Steves has branched out of Europe with TV episodes on Iran and Egypt, and his love of travel in Central America is well documented. These exceptions only prove the rule: Steves seems very comfortable with other cultures, so long as they do not infringe upon a tidy definition of Europe. He maintains a strong, though slightly Orientalist, appreciation for Morocco, but views the millions of North Africans living in Europe today as unworthy of mention.

There remains a more sinister explanation, too. The defacing and removal of statues of some of the great white men of modern Europe – Churchill, Rhodes, Bismarck – have shown that the new popular, anti-racist movements are questioning the very core myths of European greatness. If we really begin to peel back the layers, we quickly see how much 19th-century European wealth was dependent on slave labour, even if the scope of slavery on the continent never reached the levels of the Americas. We see how the national heroes that helped liberate Europe in World War II had little problem slaughtering Black and Brown people in the name of empire. We see how liberty, equality, and fraternity are not always applied equally. Are guidebooks ready to grapple with this shift?

Workers remove the protective boards around a Winston Churchill statue in Westminster in London on June 17, 2020 [Hannah McKay/Reuters]

Travel as a political act

My long appreciation of Steves’s enlightened normie approach to travel has meant that I too have been guilty of overlooking these erasures.
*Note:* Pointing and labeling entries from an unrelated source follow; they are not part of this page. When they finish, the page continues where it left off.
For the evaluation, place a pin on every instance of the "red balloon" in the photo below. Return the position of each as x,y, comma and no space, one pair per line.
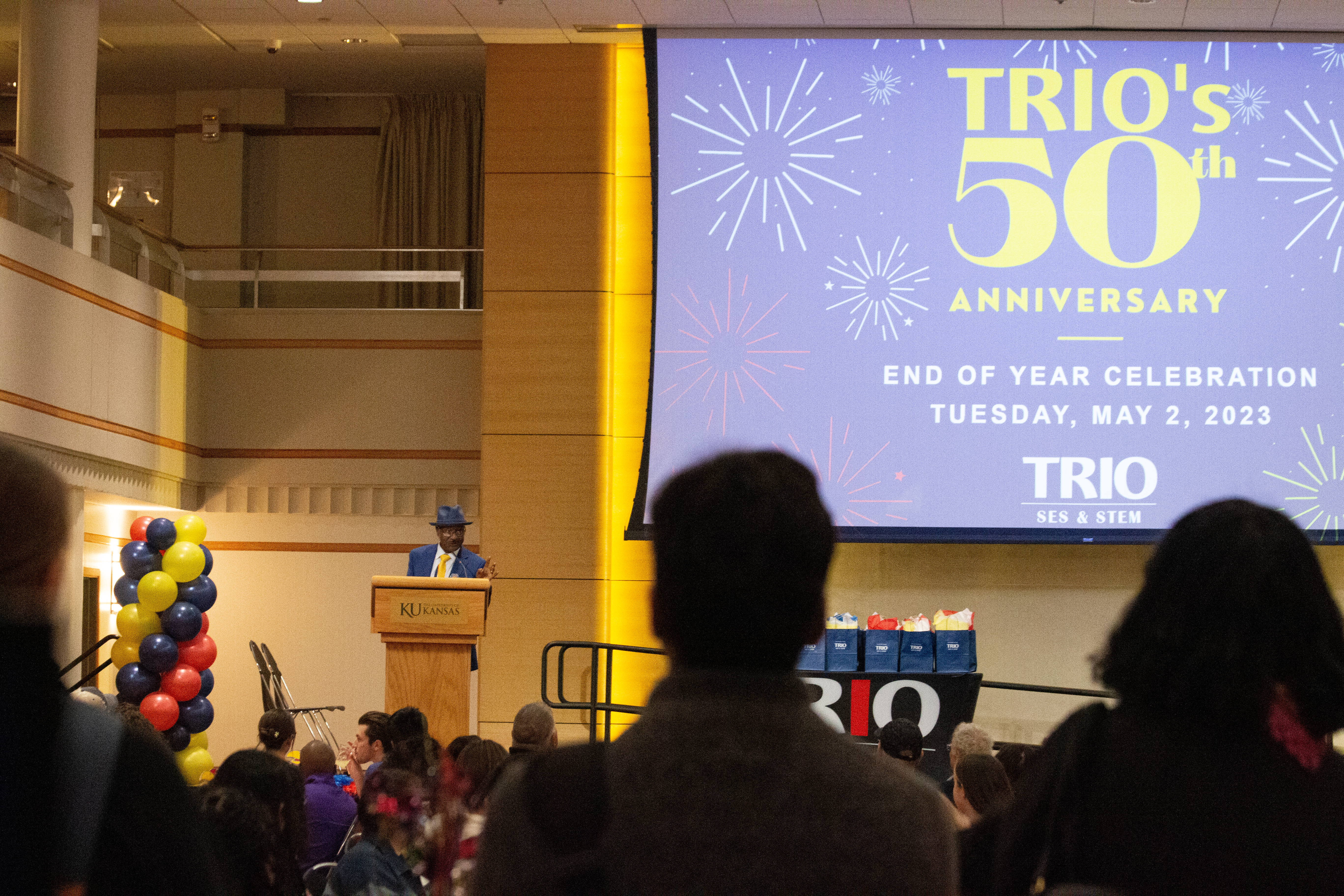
160,710
198,653
182,683
138,529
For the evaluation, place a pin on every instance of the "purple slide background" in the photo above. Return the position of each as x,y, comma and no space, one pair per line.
755,347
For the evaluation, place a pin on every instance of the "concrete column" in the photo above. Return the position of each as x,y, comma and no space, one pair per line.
58,89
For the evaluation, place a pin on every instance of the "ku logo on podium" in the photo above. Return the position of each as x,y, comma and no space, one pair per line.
431,610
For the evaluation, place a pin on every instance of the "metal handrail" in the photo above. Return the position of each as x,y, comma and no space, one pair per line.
86,655
593,706
23,164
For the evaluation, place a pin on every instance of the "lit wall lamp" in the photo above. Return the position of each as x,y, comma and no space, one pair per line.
210,126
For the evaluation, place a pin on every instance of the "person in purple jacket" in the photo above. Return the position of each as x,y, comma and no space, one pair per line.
328,809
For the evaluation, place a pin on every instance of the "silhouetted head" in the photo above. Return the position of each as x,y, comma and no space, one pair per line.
741,546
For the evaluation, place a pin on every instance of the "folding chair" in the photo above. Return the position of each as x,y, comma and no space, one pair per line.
314,716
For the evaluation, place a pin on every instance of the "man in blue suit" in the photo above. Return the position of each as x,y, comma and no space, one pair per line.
449,559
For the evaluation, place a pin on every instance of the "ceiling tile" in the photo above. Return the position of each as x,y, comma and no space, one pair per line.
1230,14
960,14
1123,14
1048,14
398,15
868,13
1312,15
514,14
595,13
151,13
775,13
687,14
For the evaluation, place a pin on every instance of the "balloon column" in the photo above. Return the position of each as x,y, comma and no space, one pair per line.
165,653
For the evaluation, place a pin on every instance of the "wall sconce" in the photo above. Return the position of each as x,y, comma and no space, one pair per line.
210,126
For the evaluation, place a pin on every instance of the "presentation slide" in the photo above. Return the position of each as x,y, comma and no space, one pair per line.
1006,289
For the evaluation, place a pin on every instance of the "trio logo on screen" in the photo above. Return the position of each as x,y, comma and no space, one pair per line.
1076,477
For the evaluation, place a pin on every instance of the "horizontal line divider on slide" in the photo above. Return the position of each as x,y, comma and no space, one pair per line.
287,547
292,455
191,339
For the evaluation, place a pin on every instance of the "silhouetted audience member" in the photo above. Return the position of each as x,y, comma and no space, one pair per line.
1214,774
279,786
729,782
390,813
1015,758
247,840
276,733
458,745
328,811
480,762
983,786
412,747
86,804
370,746
901,739
968,739
534,730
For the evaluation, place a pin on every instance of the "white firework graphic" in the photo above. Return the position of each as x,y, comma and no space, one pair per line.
767,154
855,484
1322,162
877,287
1228,54
740,359
1246,103
882,85
1322,499
1050,58
1331,56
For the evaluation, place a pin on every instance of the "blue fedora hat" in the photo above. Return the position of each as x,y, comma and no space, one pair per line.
451,516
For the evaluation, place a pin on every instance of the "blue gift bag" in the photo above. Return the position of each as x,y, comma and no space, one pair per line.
814,656
843,649
881,651
917,652
956,651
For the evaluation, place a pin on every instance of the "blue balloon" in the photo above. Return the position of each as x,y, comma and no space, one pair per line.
138,558
199,592
178,737
181,621
196,715
160,534
158,653
126,590
135,683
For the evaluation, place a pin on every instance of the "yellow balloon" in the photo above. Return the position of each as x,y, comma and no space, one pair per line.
135,623
126,651
194,762
183,562
156,592
191,529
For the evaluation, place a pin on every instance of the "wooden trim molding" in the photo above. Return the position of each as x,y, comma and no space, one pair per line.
291,455
107,304
191,339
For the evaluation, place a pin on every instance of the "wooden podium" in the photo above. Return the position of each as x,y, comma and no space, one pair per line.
429,627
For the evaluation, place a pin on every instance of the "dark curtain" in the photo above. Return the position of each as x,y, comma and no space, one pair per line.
429,194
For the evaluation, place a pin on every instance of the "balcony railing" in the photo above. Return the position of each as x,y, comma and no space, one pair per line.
314,276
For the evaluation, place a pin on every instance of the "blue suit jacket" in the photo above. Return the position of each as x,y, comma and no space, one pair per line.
422,563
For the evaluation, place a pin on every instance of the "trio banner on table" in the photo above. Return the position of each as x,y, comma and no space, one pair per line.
1005,289
861,703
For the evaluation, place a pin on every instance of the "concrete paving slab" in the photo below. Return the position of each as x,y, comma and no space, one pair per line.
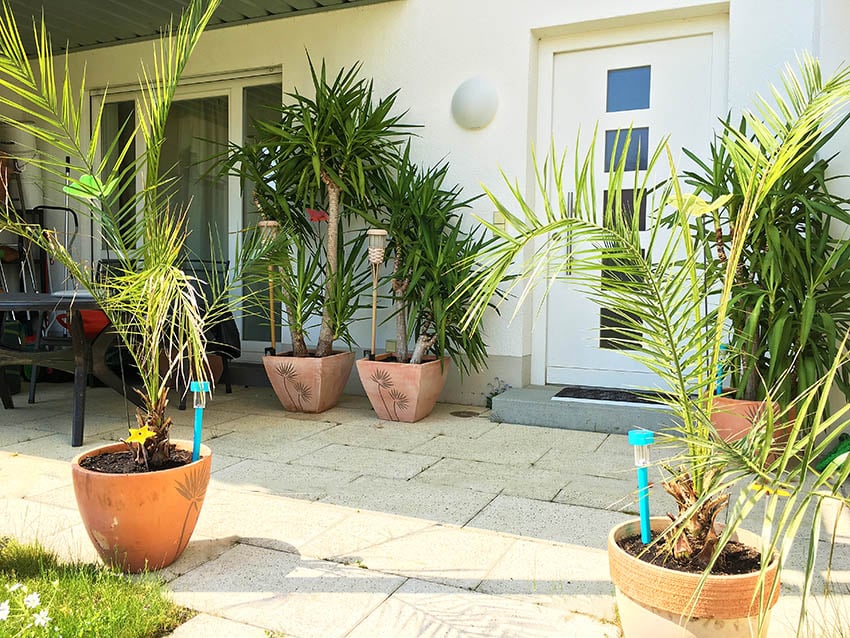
566,577
426,609
22,475
265,520
492,447
284,592
408,498
552,521
397,465
379,435
517,480
205,625
395,545
265,444
295,481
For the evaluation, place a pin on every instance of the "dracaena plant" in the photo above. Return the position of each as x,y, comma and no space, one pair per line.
673,311
427,251
321,153
152,303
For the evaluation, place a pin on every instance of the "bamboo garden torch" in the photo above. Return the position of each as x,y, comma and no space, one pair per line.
270,228
377,244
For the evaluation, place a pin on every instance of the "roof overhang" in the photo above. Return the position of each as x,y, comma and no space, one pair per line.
76,25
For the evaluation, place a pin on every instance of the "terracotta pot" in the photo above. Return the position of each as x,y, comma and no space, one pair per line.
402,391
308,384
652,600
141,521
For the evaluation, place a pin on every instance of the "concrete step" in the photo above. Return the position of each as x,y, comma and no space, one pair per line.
533,405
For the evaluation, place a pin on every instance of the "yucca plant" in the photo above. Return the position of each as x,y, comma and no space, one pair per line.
674,309
322,151
152,303
427,249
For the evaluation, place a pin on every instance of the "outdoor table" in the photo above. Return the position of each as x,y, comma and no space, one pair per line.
75,360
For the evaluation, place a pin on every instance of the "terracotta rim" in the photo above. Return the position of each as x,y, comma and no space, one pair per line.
722,596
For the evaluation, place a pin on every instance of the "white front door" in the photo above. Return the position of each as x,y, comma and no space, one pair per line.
659,85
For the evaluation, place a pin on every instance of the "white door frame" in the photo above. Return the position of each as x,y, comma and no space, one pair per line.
717,26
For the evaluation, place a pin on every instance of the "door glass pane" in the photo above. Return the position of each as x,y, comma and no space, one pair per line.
259,103
628,89
195,132
120,117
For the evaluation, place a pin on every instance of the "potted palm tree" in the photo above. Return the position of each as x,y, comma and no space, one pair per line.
660,292
787,305
140,498
323,151
426,241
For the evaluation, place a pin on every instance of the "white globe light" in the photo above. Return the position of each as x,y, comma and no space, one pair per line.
474,103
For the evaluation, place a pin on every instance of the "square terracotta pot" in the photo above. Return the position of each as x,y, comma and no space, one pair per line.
402,391
309,384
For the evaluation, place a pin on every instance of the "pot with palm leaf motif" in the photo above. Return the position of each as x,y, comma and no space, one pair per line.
309,384
403,391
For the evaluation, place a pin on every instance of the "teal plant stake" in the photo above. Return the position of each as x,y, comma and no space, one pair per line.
200,388
641,440
719,389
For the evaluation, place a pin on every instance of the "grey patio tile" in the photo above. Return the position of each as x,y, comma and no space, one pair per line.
552,521
412,547
366,461
284,592
407,498
525,481
427,609
24,476
380,435
265,520
494,446
606,493
206,625
566,577
265,444
271,477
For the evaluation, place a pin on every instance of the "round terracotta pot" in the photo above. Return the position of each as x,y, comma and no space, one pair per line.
308,384
141,521
404,392
659,602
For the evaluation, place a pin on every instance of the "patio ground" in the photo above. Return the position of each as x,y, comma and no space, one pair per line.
339,524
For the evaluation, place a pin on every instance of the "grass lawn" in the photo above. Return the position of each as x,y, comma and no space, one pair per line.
39,596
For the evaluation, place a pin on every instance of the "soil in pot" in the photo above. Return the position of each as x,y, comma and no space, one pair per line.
736,558
125,463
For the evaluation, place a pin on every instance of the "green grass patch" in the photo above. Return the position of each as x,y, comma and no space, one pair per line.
39,596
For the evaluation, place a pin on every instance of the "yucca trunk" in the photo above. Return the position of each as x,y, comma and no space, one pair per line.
326,334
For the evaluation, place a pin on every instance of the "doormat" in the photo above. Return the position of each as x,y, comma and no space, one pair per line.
608,394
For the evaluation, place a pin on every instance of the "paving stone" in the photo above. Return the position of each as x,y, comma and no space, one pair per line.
566,577
204,625
384,463
285,479
284,592
408,498
552,521
426,609
411,547
380,435
517,480
265,444
265,520
491,447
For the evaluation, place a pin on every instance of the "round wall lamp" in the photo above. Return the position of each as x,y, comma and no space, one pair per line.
474,103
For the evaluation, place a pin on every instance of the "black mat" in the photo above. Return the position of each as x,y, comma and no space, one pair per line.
608,394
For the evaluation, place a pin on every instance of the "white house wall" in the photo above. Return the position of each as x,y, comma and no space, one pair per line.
428,47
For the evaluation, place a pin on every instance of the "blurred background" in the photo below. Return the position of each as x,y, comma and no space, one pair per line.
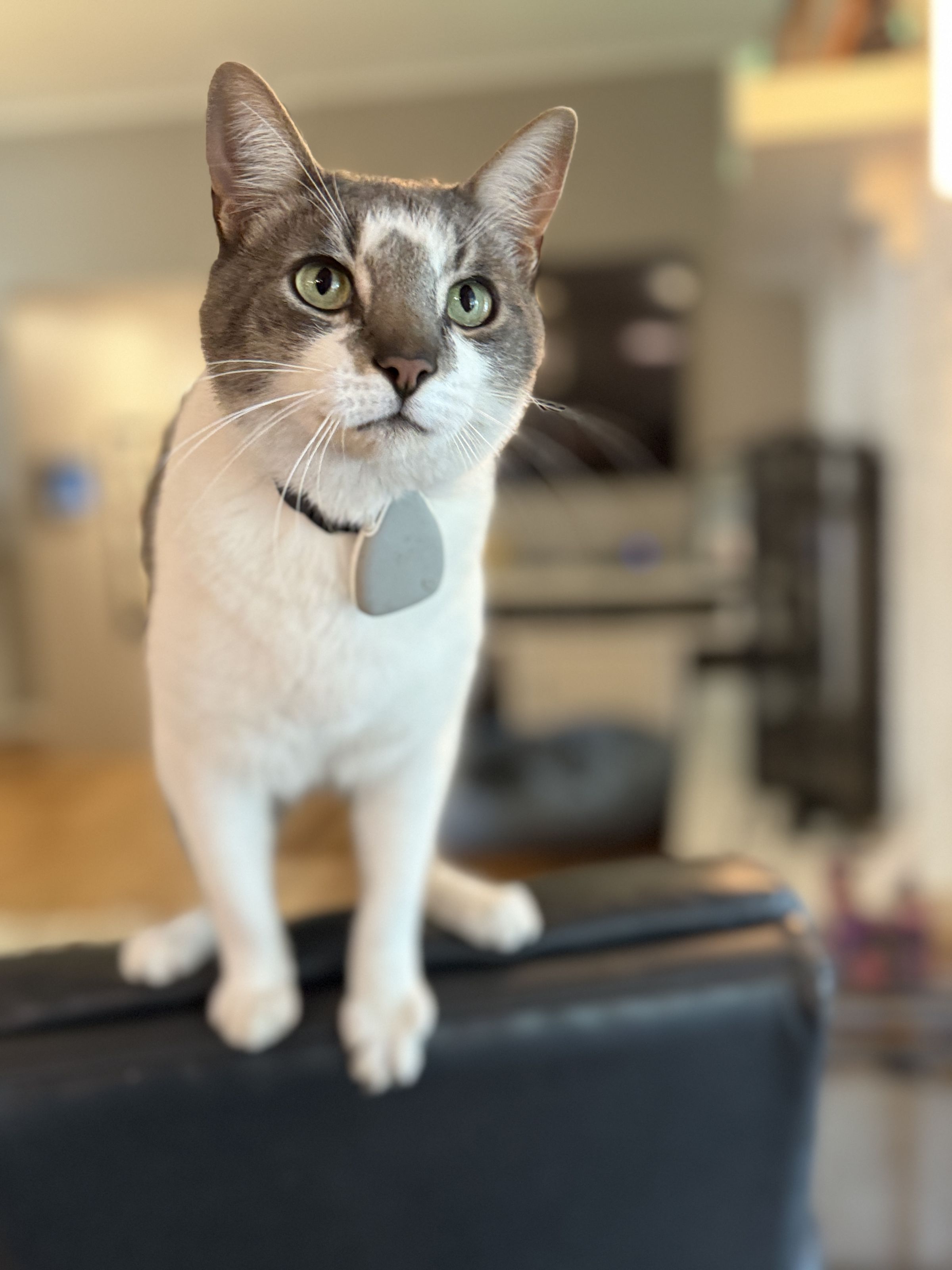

But other writers prove that it is perfectly possible to love much of old Europe while confronting its problematic past and present.

Leah Pattem, freelance writer and founder of the Madrid No Frills site, uses her platform to profile classic, traditional Madrid bars in danger of falling victim to gentrification – and to highlight instances of racism against African and Arab migrants to the city. These things might at first seem at odds, but they are not. “I want to represent the real Madrid, the real stuff that matters about society,” she said over the phone, “People coming together, making a diverse, positive space.” Pattem is working to create a digital map of colonial monuments and memorials in Madrid as a way to expose how the former Spanish empire continues to shape society. In Paris, Kevi Donat launched Le Paris Noir, a walking tour company that focuses on Black history and culture in the city. He offers a “(de)colonial Louvre” tour that focuses on how BIPOC are portrayed in the museum’s masterpieces. In short, we can have it both ways.

What can be done? Author and political philosopher Rafia Zakaria recently called for a new, more expensive, most sustainable tourism that directly addressed the inherent power imbalances between “server and the served, the guide and the tourist”. What if this new tourism grappled with our most idealised places’ complicated, often problematic, past? With guidebook series issuing new editions every few years, there is no reason why authors cannot revise their narratives to include more accurate depictions of empire, race and diversity in Europe. Travel can be a political act, but not unless it pushes us to grapple with the ugly histories of our destinations and of our home.

The views expressed in this article are the author’s own and do not necessarily reflect Al Jazeera’s editorial stance.